Jamming on the Edge of Darkness
There’s plenty more games to talk about. Let’s get right into it.
Sonic Game Land
Sonic Game Land made an appearance at last year’s SAGE, and it’s come a long way since then. This game focuses on racing, and you’ll see that theme pop up throughout the demo. Time Attack has you running laps through any of three different courses as fast as you can, and the multiplayer mode lets you challenge friends to races in a mode that’s reminiscent of Sonic 3‘s multiplayer. Unfortunately, the same control problems from years past continue to plague this game; it feels very loose, and any degree of precise control is relatively tough to achieve, even with practice. That said, the game’s original art assets and overall presentation look pretty good, despite the fact that the majority of the assets are mixed and matched from official games. The music’s pretty catchy as well, but solid presentation can’t distract a player from flawed mechanics and grammatical mistakes forever.
Here’s another case of slippery controls undermining a game’s potential. Sonic Legends is another 2D platformer with a custom engine. After dumping you into a hub world with no explanation or menu system, you’re invited to explore its main levels, and it was here that I discovered how awkward its mechanics can be. Sonic accelerates very quickly, and it’s even harder to bring him to a stop here than in Game Land. Boosting and using the Homing Attack can help redirect you if you shoot off in the wrong direction, but it’s nonetheless pretty damn tough to control. On top of that, most of the graphics are ripped straight from other Sonic games, so there’s isn’t much interesting variation in the visuals. All things considered, Sonic Legends is playable, but I didn’t really want to keep playing it.
I’m not sure what to make of this. At best, it’s an incredibly basic 2D platformer that’s only tangentially related to Sonic. At worst, it’s a shoddy and confusing test of Game Maker. The controls are almost too simple, with running, jumping, and a strange hover jump among your only options for movement. The graphics are very basic, with some sprites lacking such basic properties as background transparency.

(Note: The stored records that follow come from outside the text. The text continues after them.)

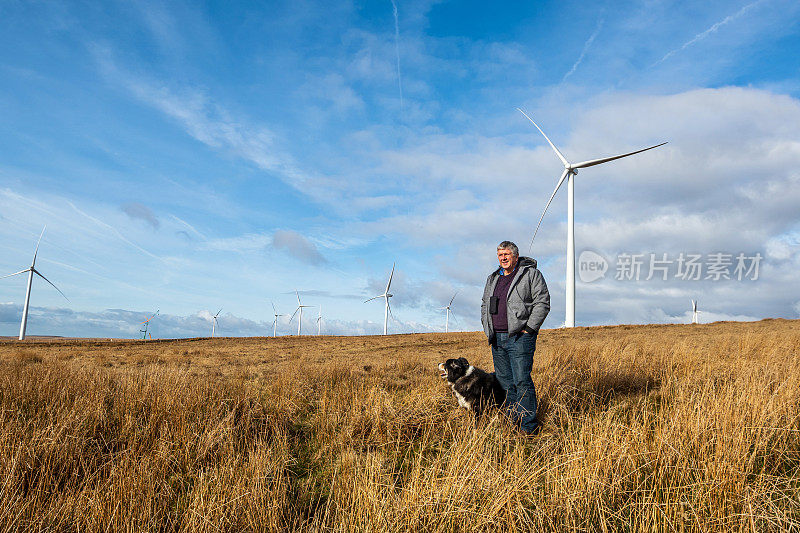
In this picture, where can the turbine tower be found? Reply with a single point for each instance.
(447, 313)
(31, 270)
(146, 324)
(300, 307)
(275, 322)
(570, 171)
(387, 310)
(214, 322)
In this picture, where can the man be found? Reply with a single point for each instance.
(515, 303)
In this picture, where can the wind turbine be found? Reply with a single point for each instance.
(447, 313)
(147, 323)
(275, 322)
(300, 307)
(387, 311)
(570, 171)
(214, 322)
(694, 312)
(31, 270)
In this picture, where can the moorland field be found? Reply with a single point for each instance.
(657, 428)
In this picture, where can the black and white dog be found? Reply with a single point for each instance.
(475, 389)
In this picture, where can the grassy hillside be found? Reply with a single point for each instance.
(645, 428)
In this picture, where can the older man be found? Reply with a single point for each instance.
(515, 303)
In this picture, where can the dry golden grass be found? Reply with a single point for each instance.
(658, 428)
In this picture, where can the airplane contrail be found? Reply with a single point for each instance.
(714, 27)
(397, 54)
(586, 46)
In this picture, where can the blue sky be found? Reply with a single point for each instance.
(189, 156)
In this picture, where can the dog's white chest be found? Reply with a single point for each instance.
(461, 400)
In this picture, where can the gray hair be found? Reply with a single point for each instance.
(510, 246)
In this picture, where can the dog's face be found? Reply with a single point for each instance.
(452, 369)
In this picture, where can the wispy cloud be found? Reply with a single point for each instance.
(114, 230)
(207, 121)
(139, 211)
(586, 47)
(713, 28)
(397, 55)
(298, 247)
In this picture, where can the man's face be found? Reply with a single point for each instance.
(507, 259)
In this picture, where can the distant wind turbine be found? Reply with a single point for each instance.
(388, 310)
(275, 322)
(570, 171)
(447, 313)
(694, 312)
(214, 322)
(146, 323)
(300, 307)
(31, 270)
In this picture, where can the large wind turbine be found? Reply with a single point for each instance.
(214, 322)
(385, 296)
(570, 170)
(275, 322)
(447, 313)
(31, 270)
(300, 307)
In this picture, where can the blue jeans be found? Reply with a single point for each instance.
(513, 361)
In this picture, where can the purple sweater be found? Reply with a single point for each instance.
(500, 320)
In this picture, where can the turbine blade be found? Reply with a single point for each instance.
(15, 273)
(390, 278)
(560, 181)
(553, 146)
(594, 162)
(50, 282)
(37, 247)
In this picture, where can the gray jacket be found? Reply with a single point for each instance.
(528, 299)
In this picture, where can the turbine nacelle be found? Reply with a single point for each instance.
(570, 170)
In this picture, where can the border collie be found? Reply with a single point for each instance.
(475, 389)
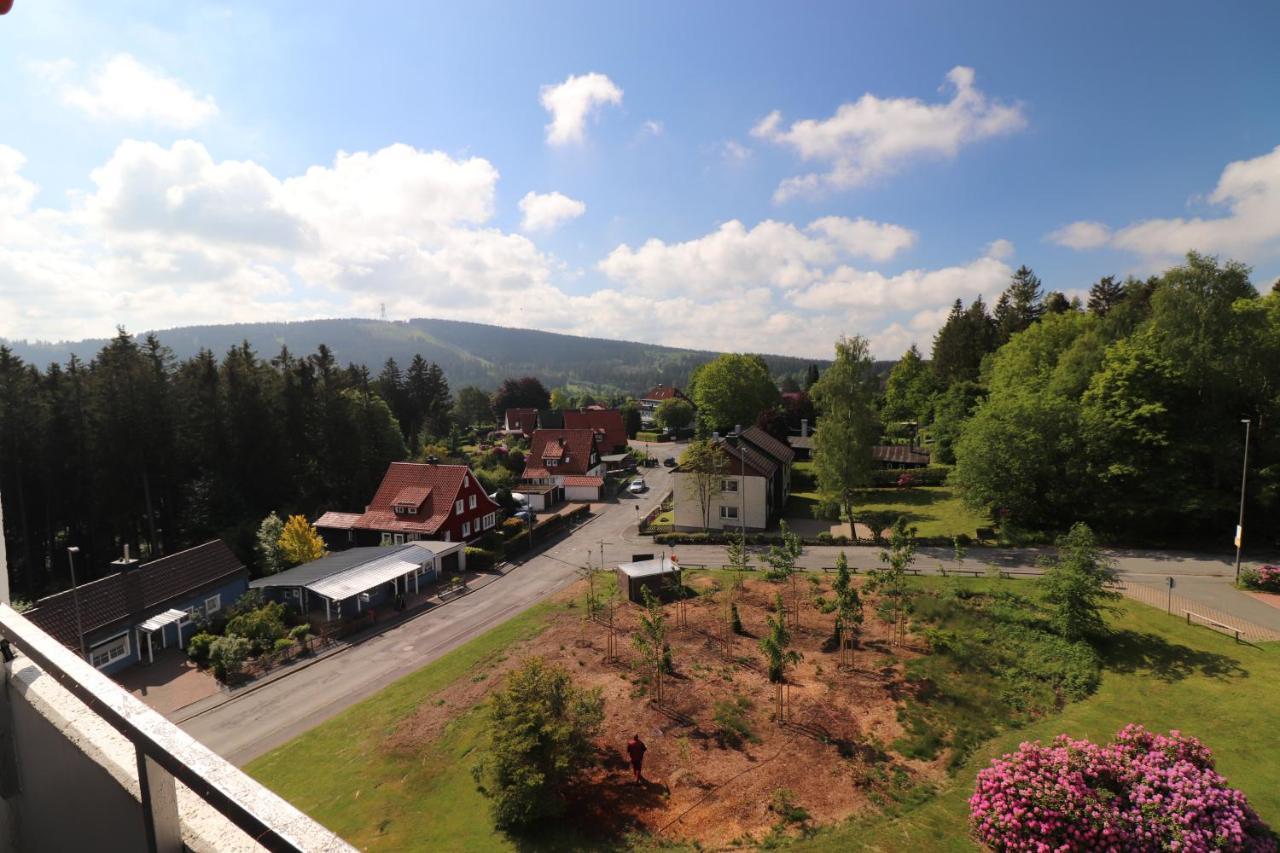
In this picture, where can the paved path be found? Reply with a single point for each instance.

In some cases, the graphics even lack basic functionality; the player character doesn’t have consistent falling animations, for example. This might have been a glitch on my PC specifically, but the game also had no music whatsoever, and that’s inexcusable for a game that’s ostensibly based around rhythm. Its SAGE booth details a deep story and complex set of gameplay mechanics, and it’s a pity that none of this is properly realized. It’s clear that the person or people responsible for Jam want it to be an awesome rhythm-based platforming game, but at this point, harsh as it may sound, I’d hesitate to even call it a game.
Sonic: Edge of Darkness
Here’s one I’ve been waiting for. Sonic: Edge of Darkness is a very solid 2D platformer that served as a nice change of pace from the previous three games. Unlike many of the slippery, borderline out-of-control games I’ve seen thus far, Edge of Darkness presents a much more precise and rigid control scene. It’s perhaps almost too rigid; Sonic takes a very long time to accelerate, and he isn’t incredibly fast once he gets going. That said, the game is still fast enough to stay interesting, and I was able to comfortably see where I was going and what obstacles are ahead of me, two very important factors in whether or not I’ll enjoy a Sonic game. This measured sense of speed makes the transitions to platforming segments smoother, and the game finds a nice sense of flow as a result. The graphics are bright, stylized, and consistent; it reminds me of Sonic CD, in a way.Despite the demo only containing two levels, I had a lot of fun with this one, and I’m looking forward to longer and more developed versions of it in the future.